レイシャルメモリー 〜蒼き血の伝承〜
第2部5章 犠牲の用途
3. 思惑の所在 01
マクヴァルと顔を突き合わせても、クロフォードの瞳の奥には、少し前にフォースが廊下で見せた、苦しげな表情がこびり付いていた。
フォースがポツポツと話す、シャイア神との契約、媒体などのことが脳裏に蘇ってくる。
「デリックはシェイド神がレイクスを必要としていると言ったとか。どういうことだ?」
クロフォードは、祈りを中断して向き合ったマクヴァルに、できる限り冷静にたずねた。
シェイド神に必要とされる。本来は喜ばしいことだ。だがそのやり方は、フォースの命にさえ関わっていた。いくら神の行いでも、強行に事を進めるのは、どうしてもやめてもらいたい。
年老いた神官が三人、冷たい石壁の側でなにか話をしているのがボソボソと聞こえている。その壁にマクヴァルの乾いた声が響く。
「いえ、私も驚いているのです。まさかレイクス様がシャイア神と契約まで交わしていたとは」
「契約、とは?」
クロフォードはフォースから説明された契約について、マクヴァルにもたずねた。マクヴァルは、はい、と軽く頭を下げる。
「本来、神の守護者達は武器を持たないのだそうです。しかし、守護者と族外の人間との間に生まれた子は戦士と呼ばれ、神と契約を交わし、武力を持つ手先となります」
マクヴァルが言った内容は、フォースの言葉とほとんど変わらなかった。ただ、契約することでシャイア神に守られてはいるが、他のことについては分からないとフォースは言っていた。

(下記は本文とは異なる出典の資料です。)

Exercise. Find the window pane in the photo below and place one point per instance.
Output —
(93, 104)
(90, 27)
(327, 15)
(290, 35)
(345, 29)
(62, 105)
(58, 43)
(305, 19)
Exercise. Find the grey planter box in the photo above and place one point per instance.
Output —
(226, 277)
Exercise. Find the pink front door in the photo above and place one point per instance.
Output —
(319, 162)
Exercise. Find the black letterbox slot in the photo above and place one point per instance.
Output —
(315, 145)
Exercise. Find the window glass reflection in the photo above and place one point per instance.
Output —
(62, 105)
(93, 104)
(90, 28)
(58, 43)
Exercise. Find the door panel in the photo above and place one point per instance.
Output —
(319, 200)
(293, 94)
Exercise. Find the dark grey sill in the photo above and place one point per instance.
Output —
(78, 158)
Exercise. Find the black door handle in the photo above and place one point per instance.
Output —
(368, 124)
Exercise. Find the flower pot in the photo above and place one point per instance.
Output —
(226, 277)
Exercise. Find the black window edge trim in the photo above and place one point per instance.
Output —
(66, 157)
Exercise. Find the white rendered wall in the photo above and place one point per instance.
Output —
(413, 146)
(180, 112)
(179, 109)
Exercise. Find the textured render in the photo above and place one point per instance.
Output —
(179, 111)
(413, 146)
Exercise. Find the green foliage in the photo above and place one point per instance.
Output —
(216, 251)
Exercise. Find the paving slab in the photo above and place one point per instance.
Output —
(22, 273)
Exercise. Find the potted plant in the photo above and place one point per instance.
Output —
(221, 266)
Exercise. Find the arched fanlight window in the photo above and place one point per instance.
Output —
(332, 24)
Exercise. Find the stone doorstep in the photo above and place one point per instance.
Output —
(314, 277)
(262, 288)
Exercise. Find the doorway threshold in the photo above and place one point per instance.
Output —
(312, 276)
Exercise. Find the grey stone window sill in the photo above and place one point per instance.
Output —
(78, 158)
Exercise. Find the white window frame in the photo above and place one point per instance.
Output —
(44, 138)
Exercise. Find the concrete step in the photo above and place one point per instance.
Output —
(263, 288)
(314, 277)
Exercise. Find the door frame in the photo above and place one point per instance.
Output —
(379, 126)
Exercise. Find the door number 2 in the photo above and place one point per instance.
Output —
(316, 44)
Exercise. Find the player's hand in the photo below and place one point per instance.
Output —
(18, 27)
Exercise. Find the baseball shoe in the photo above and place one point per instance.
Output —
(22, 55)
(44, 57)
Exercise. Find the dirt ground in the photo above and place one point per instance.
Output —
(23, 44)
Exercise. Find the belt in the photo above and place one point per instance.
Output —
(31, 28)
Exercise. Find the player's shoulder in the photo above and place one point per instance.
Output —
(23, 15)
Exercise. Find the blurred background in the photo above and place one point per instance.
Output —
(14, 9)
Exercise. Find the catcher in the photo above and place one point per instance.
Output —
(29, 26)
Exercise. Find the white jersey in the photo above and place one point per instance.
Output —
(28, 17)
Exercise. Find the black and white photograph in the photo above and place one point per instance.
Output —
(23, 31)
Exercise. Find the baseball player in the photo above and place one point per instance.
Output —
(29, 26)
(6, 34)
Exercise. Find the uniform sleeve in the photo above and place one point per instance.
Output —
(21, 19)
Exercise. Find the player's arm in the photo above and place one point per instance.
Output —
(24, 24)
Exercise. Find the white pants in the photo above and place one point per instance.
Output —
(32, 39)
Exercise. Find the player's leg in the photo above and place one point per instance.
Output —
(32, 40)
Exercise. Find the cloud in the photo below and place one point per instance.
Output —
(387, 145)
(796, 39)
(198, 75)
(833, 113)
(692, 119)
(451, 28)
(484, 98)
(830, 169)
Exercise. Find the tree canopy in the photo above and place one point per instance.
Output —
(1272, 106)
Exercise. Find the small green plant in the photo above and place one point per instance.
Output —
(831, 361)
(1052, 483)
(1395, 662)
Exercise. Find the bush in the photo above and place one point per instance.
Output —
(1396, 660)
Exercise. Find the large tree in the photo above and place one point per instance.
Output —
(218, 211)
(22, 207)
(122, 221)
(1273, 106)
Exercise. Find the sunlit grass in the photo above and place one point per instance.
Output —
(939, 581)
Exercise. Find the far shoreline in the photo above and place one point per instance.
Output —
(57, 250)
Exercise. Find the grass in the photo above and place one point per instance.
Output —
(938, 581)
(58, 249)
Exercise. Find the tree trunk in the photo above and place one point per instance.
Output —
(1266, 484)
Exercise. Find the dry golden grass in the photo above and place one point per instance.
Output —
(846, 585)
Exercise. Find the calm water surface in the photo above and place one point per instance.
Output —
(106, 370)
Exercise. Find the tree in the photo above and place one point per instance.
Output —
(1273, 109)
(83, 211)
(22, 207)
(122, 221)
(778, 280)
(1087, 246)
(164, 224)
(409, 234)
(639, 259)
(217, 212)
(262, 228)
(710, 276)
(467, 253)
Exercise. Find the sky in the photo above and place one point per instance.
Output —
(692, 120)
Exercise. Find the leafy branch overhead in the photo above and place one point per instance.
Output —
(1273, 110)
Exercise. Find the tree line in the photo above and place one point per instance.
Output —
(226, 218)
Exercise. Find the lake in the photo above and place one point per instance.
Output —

「これで分かっていただけますね? シェイド神がレイクス様に会いたがらないのは、そのためです」
大切なのは、契約した神との距離が力を制するための重大な要素だと言う事実を、マクヴァルが知っているかだ。だが、マクヴァルは、それ以上詳しく話そうとはせず、話を先に進めた。
「レイクスがシェイド神に危害を加えると?」
フォースが言っていた詩の全文に照らし合わせると、裂かねばならない影はシェイド神かマクヴァルかだ。そしてフォースはマクヴァルが影だと言っていた。
険しい表情のクロフォードに、マクヴァルは苦笑する。
「レイクス様はシェイド神に仕えねばならないお方なのですよ? シャイア神との契約は、破棄していただかねばなりません」
マクヴァルは、はぐらかしたつもりなのか、フォースがシェイド神に危害を加えると思っているかの返事はなかった。
だが、マクヴァルも一部だがあの詩を知っている。もしどこかでその全文を知ってしまったとしたら、間違いなくシャイア神の戦士であるフォースの殺害を考えるだろう。いや、もしかしたら、もうすでに知っていて動いているかもしれないのだ。